UUID vs. Auto-Increment

Auto-increment is best for internal systems where ordering helps performance and exposing IDs is acceptable. UUID is better for distributed systems, public-facing APIs where you don't want guessable IDs, and data that may be merged from multiple sources. UUID v7 (time-ordered) offers a compromise with ordering benefits.

Key Design Best Practices

Drawing from decades of database design experience, here are the established best practices for key attribute mapping:

Key Design Best Practices

•Every table must have a primary key. No exceptions. This is fundamental to the relational model and required for most database features (replication, ORMs, etc.).
•Primary keys should be immutable. Once assigned, a key should never change. If natural keys might change, use surrogate key as primary.
•Primary keys should be NOT NULL. This is automatic with PRIMARY KEY constraint, but worth emphasizing—null identifiers are meaningless.
•Keep keys simple. Single-column integer or UUID keys are easiest to work with. Use composite keys when semantically required, but avoid them when a surrogate would suffice.
•Enforce alternate keys. Even with surrogate primary keys, use UNIQUE constraints on natural identifiers to enforce business uniqueness.
•Name constraints descriptively. Use names like 'pk_customer', 'uq_customer_email', 'fk_order_customer' for maintainability.
•Consider key size for frequently-joined tables. A 4-byte integer primary key is faster to join than a 36-character UUID string.
•Don't expose auto-increment IDs in public APIs if security matters. Sequential IDs reveal information (how many records, enumeration attacks). Use UUIDs or obscure mapped identifiers.
•Document key selection rationale. When the choice isn't obvious, document why you chose natural vs. surrogate, what the alternate keys represent.
•Test key-related queries early. Ensure your key choices support the expected query patterns and perform adequately.

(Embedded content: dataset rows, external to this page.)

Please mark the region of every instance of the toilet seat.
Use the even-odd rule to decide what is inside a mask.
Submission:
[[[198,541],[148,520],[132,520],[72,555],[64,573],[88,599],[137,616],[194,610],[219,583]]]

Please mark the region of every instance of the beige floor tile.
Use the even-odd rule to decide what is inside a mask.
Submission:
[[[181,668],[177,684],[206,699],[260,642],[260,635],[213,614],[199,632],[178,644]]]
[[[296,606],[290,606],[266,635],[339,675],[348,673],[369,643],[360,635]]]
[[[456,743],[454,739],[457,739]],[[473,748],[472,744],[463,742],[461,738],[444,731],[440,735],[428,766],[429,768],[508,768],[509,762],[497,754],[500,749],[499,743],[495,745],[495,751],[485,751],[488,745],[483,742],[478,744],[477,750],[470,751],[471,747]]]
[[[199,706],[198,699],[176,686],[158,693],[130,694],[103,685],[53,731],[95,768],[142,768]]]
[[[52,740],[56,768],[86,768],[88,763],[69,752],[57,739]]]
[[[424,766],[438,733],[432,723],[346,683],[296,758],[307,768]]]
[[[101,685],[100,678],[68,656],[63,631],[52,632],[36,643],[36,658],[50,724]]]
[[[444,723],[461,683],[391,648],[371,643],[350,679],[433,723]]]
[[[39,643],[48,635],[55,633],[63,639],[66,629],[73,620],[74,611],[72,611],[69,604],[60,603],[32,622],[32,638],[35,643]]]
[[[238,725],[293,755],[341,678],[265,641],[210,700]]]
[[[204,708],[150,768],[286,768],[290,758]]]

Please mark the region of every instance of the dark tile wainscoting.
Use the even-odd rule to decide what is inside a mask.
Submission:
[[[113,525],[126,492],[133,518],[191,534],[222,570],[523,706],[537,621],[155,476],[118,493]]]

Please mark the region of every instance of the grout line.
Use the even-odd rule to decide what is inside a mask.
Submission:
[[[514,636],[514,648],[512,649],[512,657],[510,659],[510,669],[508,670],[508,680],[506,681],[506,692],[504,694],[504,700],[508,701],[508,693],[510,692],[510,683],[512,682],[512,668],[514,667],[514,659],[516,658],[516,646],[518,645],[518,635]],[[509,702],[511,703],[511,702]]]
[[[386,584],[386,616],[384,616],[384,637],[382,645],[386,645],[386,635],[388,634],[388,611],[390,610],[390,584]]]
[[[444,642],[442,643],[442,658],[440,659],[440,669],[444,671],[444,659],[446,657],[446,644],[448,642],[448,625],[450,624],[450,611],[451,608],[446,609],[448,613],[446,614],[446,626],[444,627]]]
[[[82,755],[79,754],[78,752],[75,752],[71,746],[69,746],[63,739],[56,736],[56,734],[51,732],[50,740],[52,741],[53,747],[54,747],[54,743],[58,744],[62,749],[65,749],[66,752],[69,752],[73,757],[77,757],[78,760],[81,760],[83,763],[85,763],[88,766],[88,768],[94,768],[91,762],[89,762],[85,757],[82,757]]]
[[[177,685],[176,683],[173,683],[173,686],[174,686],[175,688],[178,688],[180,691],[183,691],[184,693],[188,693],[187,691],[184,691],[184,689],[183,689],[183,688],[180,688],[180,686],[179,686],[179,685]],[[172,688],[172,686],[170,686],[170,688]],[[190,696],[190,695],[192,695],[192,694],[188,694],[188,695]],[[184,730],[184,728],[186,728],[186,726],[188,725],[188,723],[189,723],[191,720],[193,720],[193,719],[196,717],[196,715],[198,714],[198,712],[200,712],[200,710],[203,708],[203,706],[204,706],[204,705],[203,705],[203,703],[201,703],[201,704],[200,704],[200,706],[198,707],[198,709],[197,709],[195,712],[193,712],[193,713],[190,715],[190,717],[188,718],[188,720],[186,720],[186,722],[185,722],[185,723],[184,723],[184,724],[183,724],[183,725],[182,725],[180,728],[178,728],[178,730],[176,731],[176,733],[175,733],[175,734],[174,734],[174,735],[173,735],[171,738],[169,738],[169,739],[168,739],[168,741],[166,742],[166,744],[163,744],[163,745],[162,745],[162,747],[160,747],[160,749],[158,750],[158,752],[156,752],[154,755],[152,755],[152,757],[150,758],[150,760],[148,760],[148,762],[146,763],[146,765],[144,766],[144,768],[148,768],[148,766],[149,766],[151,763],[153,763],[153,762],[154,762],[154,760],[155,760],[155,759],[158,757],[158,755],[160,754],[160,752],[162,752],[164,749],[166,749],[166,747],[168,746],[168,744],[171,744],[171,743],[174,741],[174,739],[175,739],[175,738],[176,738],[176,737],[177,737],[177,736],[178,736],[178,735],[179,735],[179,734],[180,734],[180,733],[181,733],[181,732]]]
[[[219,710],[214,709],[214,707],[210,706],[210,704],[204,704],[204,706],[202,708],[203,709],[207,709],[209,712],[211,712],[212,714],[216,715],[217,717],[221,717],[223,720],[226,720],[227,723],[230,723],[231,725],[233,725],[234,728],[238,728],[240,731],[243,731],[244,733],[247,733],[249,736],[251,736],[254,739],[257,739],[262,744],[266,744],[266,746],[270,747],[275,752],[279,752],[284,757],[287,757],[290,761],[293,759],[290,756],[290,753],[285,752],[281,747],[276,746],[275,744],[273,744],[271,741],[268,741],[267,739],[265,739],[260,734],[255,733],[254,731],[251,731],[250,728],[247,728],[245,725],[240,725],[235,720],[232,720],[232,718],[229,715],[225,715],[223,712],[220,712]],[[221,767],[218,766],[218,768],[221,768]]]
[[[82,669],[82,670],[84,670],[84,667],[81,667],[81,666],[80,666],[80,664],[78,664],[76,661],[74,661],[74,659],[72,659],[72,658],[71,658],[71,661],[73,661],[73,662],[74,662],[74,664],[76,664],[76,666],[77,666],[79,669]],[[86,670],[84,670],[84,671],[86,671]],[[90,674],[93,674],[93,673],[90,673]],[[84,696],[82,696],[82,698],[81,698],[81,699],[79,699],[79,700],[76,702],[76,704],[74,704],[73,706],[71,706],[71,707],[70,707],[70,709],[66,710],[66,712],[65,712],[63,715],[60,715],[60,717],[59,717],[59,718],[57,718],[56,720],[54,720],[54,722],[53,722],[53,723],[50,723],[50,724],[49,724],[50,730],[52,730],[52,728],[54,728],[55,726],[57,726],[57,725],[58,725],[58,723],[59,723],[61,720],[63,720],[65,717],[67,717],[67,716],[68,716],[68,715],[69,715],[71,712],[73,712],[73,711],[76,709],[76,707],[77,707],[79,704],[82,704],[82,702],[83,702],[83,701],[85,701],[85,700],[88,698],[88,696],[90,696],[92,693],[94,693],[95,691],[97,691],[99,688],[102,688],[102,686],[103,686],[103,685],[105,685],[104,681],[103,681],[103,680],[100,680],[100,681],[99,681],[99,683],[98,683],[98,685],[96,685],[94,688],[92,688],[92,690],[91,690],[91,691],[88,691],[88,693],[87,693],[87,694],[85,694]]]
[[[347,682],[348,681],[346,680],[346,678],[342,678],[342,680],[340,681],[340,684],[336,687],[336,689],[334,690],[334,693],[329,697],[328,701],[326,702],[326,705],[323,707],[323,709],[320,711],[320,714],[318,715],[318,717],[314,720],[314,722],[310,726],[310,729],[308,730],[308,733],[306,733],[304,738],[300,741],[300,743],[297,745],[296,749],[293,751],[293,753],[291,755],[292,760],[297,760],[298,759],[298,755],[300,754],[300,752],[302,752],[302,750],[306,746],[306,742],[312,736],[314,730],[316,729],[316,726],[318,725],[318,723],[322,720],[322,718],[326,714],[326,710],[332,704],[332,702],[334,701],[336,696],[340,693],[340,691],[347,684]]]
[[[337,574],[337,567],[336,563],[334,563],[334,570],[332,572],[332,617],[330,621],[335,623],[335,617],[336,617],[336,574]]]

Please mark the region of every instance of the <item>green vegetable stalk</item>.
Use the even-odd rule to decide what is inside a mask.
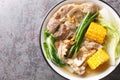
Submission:
[[[84,35],[87,31],[87,28],[89,26],[89,24],[97,17],[97,15],[99,14],[99,12],[97,11],[95,14],[93,14],[91,16],[90,12],[88,12],[85,16],[85,18],[83,19],[83,21],[81,22],[81,25],[78,27],[77,31],[76,31],[76,38],[75,38],[75,44],[70,48],[69,54],[67,57],[73,57],[75,58],[77,56],[77,52],[81,46],[81,43],[84,39]]]
[[[65,62],[59,59],[57,56],[57,51],[54,46],[55,38],[52,34],[48,33],[47,30],[44,31],[45,42],[44,50],[46,52],[46,57],[52,61],[57,66],[65,66]]]

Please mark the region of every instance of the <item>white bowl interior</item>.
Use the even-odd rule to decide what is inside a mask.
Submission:
[[[45,18],[45,21],[43,23],[43,26],[42,26],[42,30],[41,30],[41,45],[42,45],[42,50],[43,50],[43,55],[45,55],[45,51],[43,49],[43,42],[44,42],[44,35],[43,35],[43,31],[44,29],[46,28],[46,25],[48,23],[48,20],[50,19],[50,17],[54,14],[54,12],[56,10],[58,10],[59,7],[61,7],[62,5],[64,4],[68,4],[68,3],[72,3],[72,2],[85,2],[85,1],[88,1],[88,0],[67,0],[67,1],[63,1],[61,3],[59,3],[56,7],[54,7],[51,11],[49,11],[49,14],[47,15],[47,17]],[[117,21],[117,26],[119,28],[119,32],[120,32],[120,18],[119,16],[117,15],[117,13],[110,7],[108,6],[106,3],[102,2],[102,1],[99,1],[99,0],[89,0],[89,1],[92,1],[92,2],[95,2],[97,5],[101,6],[101,7],[104,7],[106,8],[110,13],[111,13],[111,16],[113,16],[113,18],[115,19],[115,21]],[[105,76],[107,76],[109,73],[111,73],[116,67],[117,65],[119,64],[120,62],[120,58],[116,60],[116,65],[115,66],[110,66],[109,68],[107,68],[105,71],[103,71],[102,73],[99,73],[99,74],[96,74],[94,76],[87,76],[87,77],[80,77],[80,76],[75,76],[75,75],[72,75],[72,74],[69,74],[63,70],[61,70],[59,67],[55,66],[51,61],[49,61],[47,59],[47,62],[49,63],[49,65],[57,72],[59,73],[60,75],[62,75],[63,77],[65,78],[68,78],[68,79],[71,79],[71,80],[97,80],[97,79],[101,79]]]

Anti-Pattern: No Primary Key

Some developers omit primary keys from tables (especially 'temporary' or 'log' tables). This causes problems: no guaranteed uniqueness, replication issues, ORM incompatibility, performance problems without implicit row identifier. Always define a primary key, even if just an auto-increment ID.

Summary: Key Attribute Mapping

Key attributes are the foundation of entity identity in both ER modeling and relational databases. Proper key design ensures data integrity, enables relationships, and affects query performance. Let's consolidate what we've learned:

Key Takeaways

•Key Hierarchy: Superkeys → Candidate Keys (minimal) → Primary Key (chosen) + Alternate Keys (others).
•ER Keys → PRIMARY KEY: Underlined ER attributes become PRIMARY KEY constraints in the relational schema.
•Composite Keys: Multiple attributes can form a single key; all components go into PRIMARY KEY definition.
•Natural vs. Surrogate: Natural keys are meaningful but may change; surrogates are stable but meaningless. Hybrid approach often best.
•Alternate Keys → UNIQUE: Non-primary candidate keys become UNIQUE constraints to enforce business uniqueness.
•Data Type Matters: INTEGER is compact and fast; UUID is globally unique; choose based on requirements.
•Every Table Needs a Key: No exceptions—primary keys are fundamental to relational operations.
•Document Decisions: Key selection has lasting impact; document your reasoning for future maintainers.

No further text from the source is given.